Exporting data from Elasticsearch or OpenSearch, often referred to as "dumping data", is often required for various purposes, for example loading data stored in Elasticsearch for some batch processing in Spark, and so on. This post describes how that can be done.
Exporting data from Elasticsearch or OpenSearch is often required for backup purposes, or in order to move data between systems - for example loading data stored in Elasticsearch for some batch processing in Spark, and so on.
For backup purposes, you should use the built-in Snapshot/Restore API. It is by far the easiest and most efficient way to perform backups and restore from backups. Some managed solutions for Elasticsearch pose some limitations around it, but it's still the best option for performing backups.

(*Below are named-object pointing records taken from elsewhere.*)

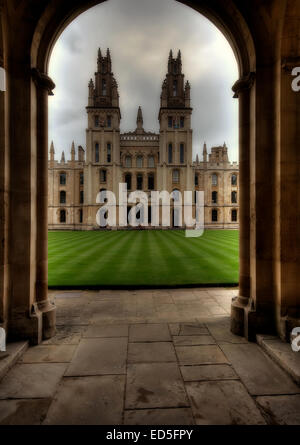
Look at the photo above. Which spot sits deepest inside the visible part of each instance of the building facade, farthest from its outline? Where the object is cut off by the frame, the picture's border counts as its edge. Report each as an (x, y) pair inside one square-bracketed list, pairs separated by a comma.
[(144, 160)]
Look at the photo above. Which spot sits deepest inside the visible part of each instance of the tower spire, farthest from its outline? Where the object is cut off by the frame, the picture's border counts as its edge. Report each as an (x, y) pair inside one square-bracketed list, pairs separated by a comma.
[(139, 120)]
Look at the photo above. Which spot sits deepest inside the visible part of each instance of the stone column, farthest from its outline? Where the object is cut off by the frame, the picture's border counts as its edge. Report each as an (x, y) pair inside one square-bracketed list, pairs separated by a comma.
[(242, 89), (44, 86)]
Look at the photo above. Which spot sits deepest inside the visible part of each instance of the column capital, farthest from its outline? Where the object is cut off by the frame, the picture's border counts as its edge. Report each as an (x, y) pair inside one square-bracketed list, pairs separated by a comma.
[(244, 83), (42, 81), (289, 63)]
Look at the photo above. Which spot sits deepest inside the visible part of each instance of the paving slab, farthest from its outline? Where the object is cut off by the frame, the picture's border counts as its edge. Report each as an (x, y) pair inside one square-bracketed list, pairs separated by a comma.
[(220, 329), (260, 374), (29, 381), (176, 416), (208, 372), (112, 330), (149, 333), (188, 329), (200, 355), (49, 354), (193, 340), (88, 401), (98, 356), (68, 335), (222, 403), (281, 410), (283, 354), (23, 411), (151, 352), (155, 385)]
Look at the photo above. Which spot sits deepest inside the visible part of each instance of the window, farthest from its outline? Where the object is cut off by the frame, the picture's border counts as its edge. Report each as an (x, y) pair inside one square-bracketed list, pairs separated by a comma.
[(214, 179), (128, 181), (175, 88), (181, 153), (214, 215), (62, 178), (97, 152), (62, 197), (151, 161), (151, 182), (108, 152), (102, 175), (139, 181), (234, 215), (234, 180), (214, 197), (175, 176), (234, 197), (128, 161), (62, 216), (139, 162), (103, 87), (170, 154)]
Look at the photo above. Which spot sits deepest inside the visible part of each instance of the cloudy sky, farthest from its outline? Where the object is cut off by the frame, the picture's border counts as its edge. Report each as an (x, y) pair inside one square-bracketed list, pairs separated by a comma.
[(140, 34)]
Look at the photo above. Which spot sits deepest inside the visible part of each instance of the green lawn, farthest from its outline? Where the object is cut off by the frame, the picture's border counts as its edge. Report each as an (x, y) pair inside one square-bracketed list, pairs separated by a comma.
[(142, 258)]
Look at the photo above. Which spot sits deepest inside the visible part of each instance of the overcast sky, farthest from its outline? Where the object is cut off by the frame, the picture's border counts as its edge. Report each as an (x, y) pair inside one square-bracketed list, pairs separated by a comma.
[(140, 34)]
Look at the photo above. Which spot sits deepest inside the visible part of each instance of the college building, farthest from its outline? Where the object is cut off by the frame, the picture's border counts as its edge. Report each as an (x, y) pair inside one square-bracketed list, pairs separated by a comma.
[(145, 161)]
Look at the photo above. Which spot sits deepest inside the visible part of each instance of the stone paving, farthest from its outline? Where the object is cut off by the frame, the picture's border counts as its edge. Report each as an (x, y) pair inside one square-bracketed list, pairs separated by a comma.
[(161, 357)]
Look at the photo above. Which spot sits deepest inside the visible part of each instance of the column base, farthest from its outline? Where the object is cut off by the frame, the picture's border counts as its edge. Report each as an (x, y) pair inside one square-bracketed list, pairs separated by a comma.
[(247, 322), (35, 326)]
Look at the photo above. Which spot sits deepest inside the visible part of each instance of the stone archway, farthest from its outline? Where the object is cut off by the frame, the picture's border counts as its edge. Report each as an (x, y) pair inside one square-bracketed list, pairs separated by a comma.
[(255, 33)]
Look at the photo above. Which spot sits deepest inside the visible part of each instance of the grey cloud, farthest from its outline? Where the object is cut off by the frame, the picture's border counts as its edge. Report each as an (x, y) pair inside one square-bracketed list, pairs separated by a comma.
[(140, 34)]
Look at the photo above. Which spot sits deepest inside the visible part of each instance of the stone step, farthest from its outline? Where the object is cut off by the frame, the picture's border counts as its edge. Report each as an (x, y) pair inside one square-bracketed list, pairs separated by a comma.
[(282, 354), (8, 359)]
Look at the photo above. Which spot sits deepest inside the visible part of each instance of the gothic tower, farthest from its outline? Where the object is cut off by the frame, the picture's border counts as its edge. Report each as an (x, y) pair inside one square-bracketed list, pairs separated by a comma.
[(102, 135), (175, 128)]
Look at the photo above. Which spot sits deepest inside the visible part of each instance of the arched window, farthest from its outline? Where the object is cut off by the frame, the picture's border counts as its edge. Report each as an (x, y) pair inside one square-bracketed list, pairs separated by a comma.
[(62, 197), (139, 181), (128, 161), (62, 216), (151, 161), (108, 152), (62, 178), (103, 87), (97, 152), (151, 181), (181, 153), (170, 154), (214, 179), (81, 178), (234, 215), (128, 180), (139, 162), (102, 175), (175, 88), (214, 197), (214, 215), (175, 176)]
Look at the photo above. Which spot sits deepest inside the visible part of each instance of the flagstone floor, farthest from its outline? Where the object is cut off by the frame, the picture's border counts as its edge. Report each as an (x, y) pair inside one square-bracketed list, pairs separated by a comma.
[(161, 357)]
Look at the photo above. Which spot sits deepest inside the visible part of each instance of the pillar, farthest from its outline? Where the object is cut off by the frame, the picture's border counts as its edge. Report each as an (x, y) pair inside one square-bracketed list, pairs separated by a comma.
[(242, 90)]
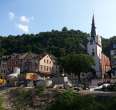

But sometimes you need to dump data from Elasticsearch into, say, JSON format and then load it into other systems - for example Spark for batch processing, or even load it into Elasticsearch of a different version in a completely different system. What then?
The Scroll API and it's predecessor the PIT (point in time) search API are the way to go. They offer a way to read results of any search query (or an entire index, or multiple indices) efficiently and without skipping and results. They even support a "slicing" approach to allow for reading data in parallel from multiple consumers, thus speeding up the process.
There are quite a handful of utilities that will make this process of data export from Elasticsearch / OpenSearch a breeze:
- Elastician is a dockerized utility written in Python by our experts, which we've built and optimized to support many use-cases of data export and import we have seen over the years with our customers. Elastician supports exporting in slices as well so a single instance running on a multi-core machine can perform data export faster.
- ElasticDump is an actively-maintained tool written in JavaScript which offers full support of OpenSearch as well, and AWS S3 destinations.
- Using Logstash - you can use Logstash's Elasticsearch input to feed data into Logstash and then make use of Logstash's many output destinations (and even more than just one of them). This can be much easier to setup for many, especially shops which already use Logstash in their stack. It is probably going to be the slowest and more resources consuming method, however.
A word of advice: Elasticsearch (and OpenSearch, too) weren't designed for supporting frequent full data exports. The snapshot/restore API can be used for performing frequent backups, but the other APIs we mentioned here shouldn't be used as part of your normal operation with Elasticsearch. Exporting data from Elasticsearch may take significant amount of time, even with parallelism, and will consume non-negligible amount of cluster resources.